Foundation and generalization of the expansion by regions
Bernd Jantzen
TL;DR
This work lays a rigorous foundation for the expansion by regions by formulating a master identity that expresses the full asymptotic expansion as a sum over region contributions with overlap corrections. It clarifies when the traditional recipe suffices (commuting expansions with scaleless overlaps vanishing under dimensional/analytic regularization) and presents a generalized formalism to handle non-commuting regions via explicit overlap terms. The authors validate the approach with pedagogical one-loop examples (off-shell large-momentum, threshold, Sudakov, forward scattering), discuss connections to Mellin–Barnes and alpha-parameter techniques, and address convergence, completeness, and regulator dependence. Overall, the paper strengthens the theoretical underpinnings of expansion by regions and guides reliable application to multi-scale loop problems, including cases with finite boundaries or nonstandard regularization schemes.
Abstract
The "expansion by regions" is a method of asymptotic expansion developed by Beneke and Smirnov in 1997. It expands the integrand according to the scaling prescriptions of a set of regions and integrates all expanded terms over the whole integration domain.

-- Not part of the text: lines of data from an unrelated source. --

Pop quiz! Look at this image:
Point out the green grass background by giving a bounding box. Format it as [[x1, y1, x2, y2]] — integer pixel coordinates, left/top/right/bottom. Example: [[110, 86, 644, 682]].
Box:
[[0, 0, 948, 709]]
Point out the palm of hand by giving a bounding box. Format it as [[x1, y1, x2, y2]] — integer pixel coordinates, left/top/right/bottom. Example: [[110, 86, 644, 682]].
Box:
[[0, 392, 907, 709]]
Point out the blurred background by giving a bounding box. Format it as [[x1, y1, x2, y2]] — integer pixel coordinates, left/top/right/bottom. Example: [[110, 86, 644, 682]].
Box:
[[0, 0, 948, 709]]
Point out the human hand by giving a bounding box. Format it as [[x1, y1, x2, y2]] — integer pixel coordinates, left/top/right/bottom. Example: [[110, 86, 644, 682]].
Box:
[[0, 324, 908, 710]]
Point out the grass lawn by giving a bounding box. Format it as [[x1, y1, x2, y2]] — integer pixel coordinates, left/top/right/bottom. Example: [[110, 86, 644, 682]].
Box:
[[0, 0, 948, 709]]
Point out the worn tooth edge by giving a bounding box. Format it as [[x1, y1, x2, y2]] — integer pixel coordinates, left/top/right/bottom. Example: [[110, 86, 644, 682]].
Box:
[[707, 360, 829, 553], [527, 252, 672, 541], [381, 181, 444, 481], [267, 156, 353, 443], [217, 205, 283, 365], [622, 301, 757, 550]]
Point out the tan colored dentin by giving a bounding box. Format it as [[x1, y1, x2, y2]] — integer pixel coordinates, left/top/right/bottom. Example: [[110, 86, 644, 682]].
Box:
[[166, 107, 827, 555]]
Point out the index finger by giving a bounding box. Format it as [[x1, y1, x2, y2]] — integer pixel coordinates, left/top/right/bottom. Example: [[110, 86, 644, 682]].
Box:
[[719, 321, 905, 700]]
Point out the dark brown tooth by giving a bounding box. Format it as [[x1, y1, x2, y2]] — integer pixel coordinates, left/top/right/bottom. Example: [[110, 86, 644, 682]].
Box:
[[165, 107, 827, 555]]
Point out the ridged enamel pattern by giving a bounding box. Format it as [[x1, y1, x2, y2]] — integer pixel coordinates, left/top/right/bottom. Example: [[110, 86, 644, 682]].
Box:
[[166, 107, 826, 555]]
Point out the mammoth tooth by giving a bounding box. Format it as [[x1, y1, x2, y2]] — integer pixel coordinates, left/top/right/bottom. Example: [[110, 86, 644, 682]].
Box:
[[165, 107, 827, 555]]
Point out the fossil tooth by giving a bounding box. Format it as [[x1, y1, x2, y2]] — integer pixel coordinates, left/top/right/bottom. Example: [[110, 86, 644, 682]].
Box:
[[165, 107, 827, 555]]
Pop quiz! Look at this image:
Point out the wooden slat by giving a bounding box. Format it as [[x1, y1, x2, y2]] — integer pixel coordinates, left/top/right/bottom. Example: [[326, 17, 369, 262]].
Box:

This method has been applied successfully to many complicated loop integrals, but a general proof for its correctness has still been missing. This paper shows how the expansion by regions manages to reproduce the exact result correctly in an expanded form and clarifies the conditions on the choice and completeness of the considered regions. A generalized expression for the full result is presented that involves additional overlap contributions. These extra pieces normally yield scaleless integrals which are consistently set to zero, but they may be needed depending on the choice of the regularization scheme. While the main proofs and formulae are presented in a general and concise form, a large portion of the paper is filled with simple, pedagogical one-loop examples which illustrate the peculiarities of the expansion by regions, explain its application and show how to evaluate contributions within this method.